Extending our understanding of South Pacific gyre ''spin-up'': modeling the East Australian Current in a future climate

The western Tasman Sea represents a global warming marine "hot spot," where the waters are warming at almost 4 times the global average rate, argued in the literature to be due to a "spin-up" of the South Pacific subtropical gyre and extension of the East Australian Current (EAC). To further investigate and test this paradigm, we analyze climate change simulations of Tasman Sea circulation and metrics on output from the Ocean Forecasting Australia Model for the 20th and 21st centuries, forced by a global climate model simulation under the A1B carbon emissions scenario. First, we show that the 1990s simulation estimates of mean dynamic topography, present-day location of the EAC separation point, and volume transports of the EAC, EAC extension, and flow along the Tasman Front, are consistent with recent observations. We further demonstrate that between the 1990s and 2060s, the volume transport of the EAC extension is projected to increase by 4.3 Sv at the expense of the flow along the Tasman Front (projected to decrease by 2.7 Sv).

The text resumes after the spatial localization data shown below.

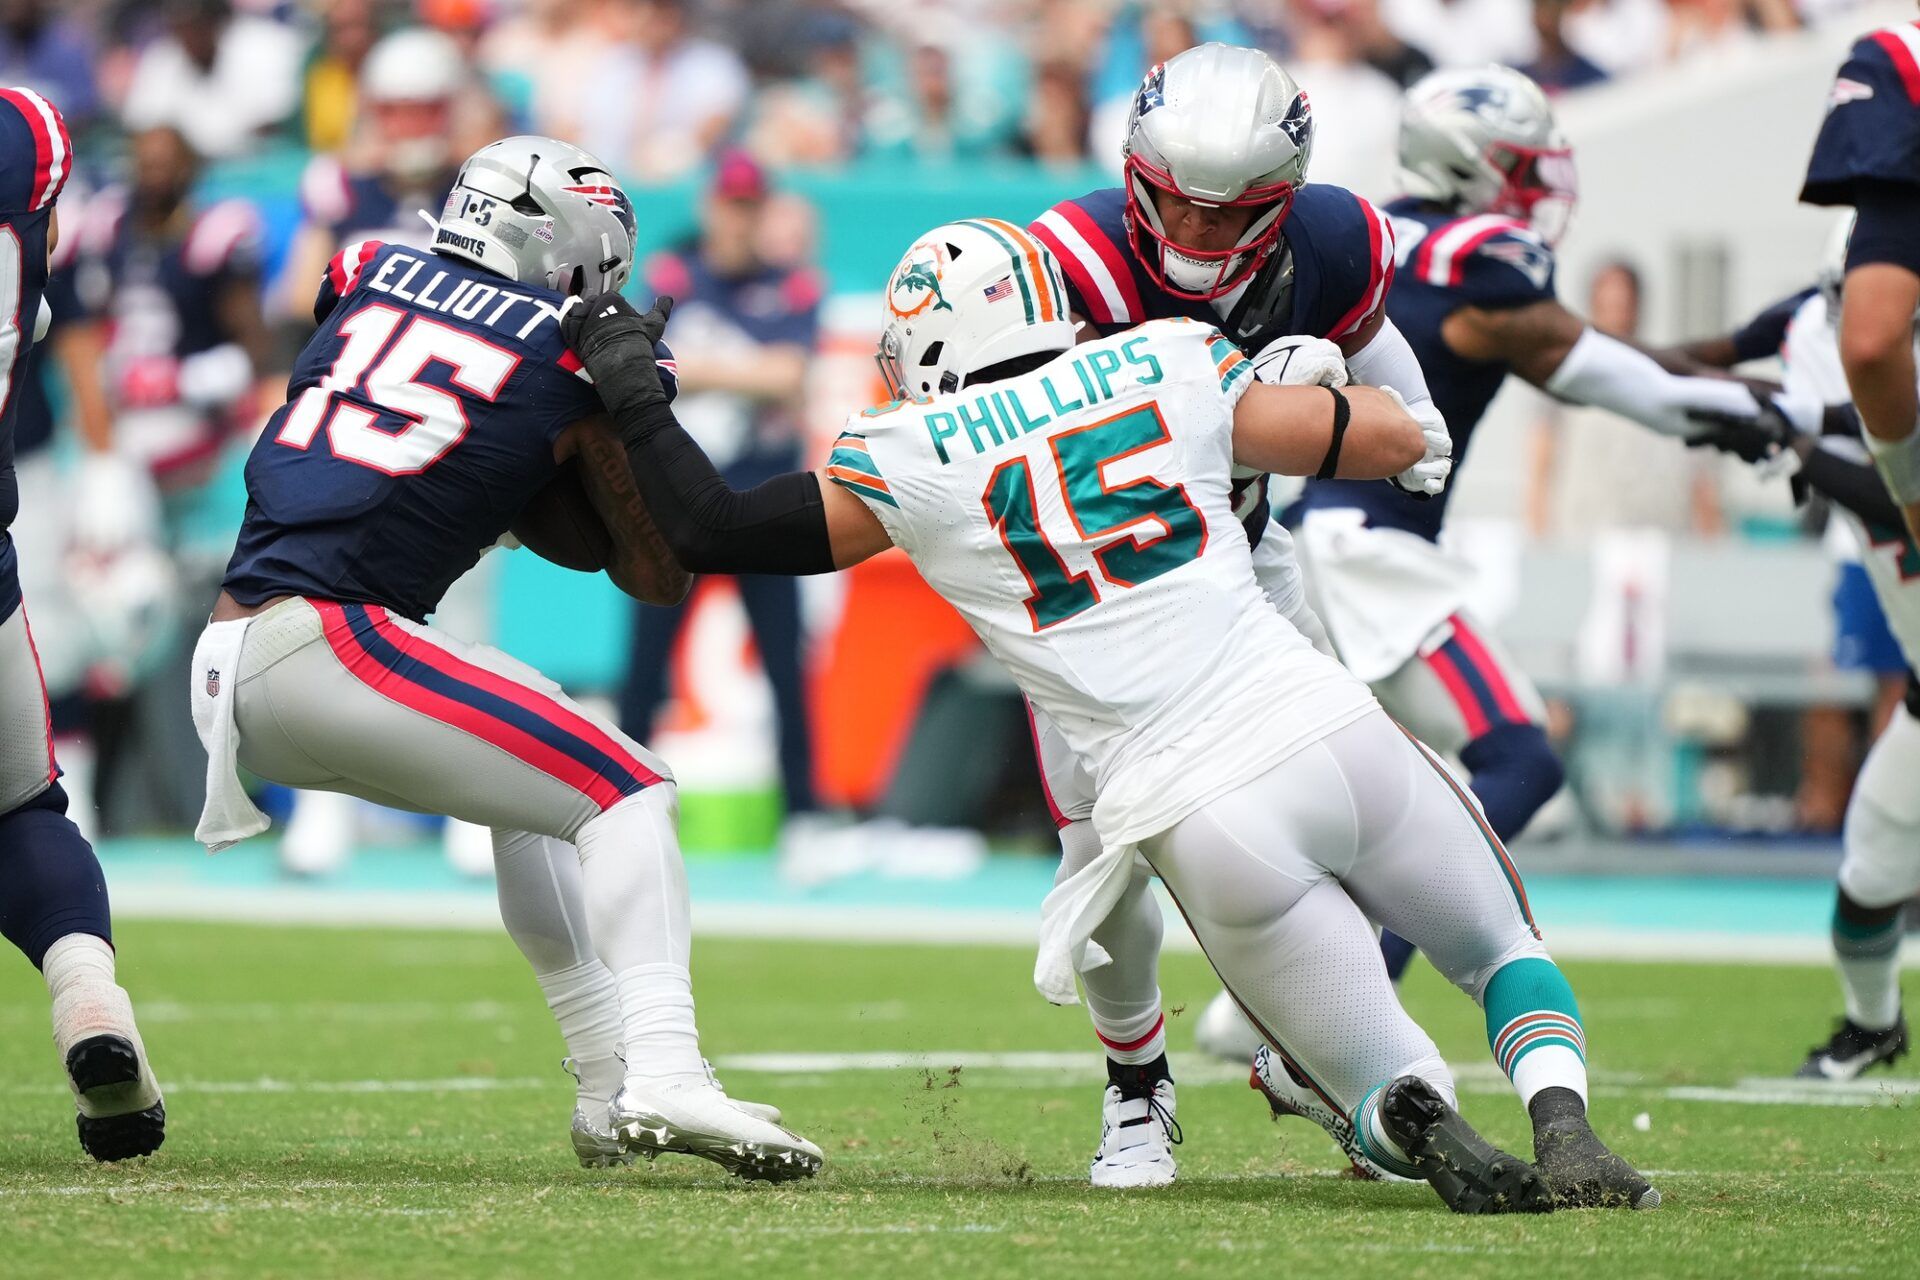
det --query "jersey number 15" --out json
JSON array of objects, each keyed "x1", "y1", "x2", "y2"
[
  {"x1": 275, "y1": 303, "x2": 520, "y2": 475},
  {"x1": 983, "y1": 403, "x2": 1208, "y2": 631}
]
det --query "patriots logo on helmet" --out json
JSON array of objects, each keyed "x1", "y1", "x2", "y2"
[
  {"x1": 1280, "y1": 92, "x2": 1313, "y2": 151},
  {"x1": 1454, "y1": 84, "x2": 1511, "y2": 118},
  {"x1": 1135, "y1": 62, "x2": 1167, "y2": 118},
  {"x1": 563, "y1": 178, "x2": 638, "y2": 242}
]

The transport of the EAC core flow (equatorward of the separation point) is projected to change very little (increase of 0.2 Sv). The model projects a Tasman Sea-wide warming, with mean increases of up to 3Celsius degree. These results are interpreted using a simple linear, barotropic model which captures both the sign and meridional distribution of the projected changes in mean transport, including negligible change in core EAC transport but enhanced EAC extension. This meridional asymmetry in the transports is consistent with the wind-forced ocean response to changes in the basin-wide wind stress curl.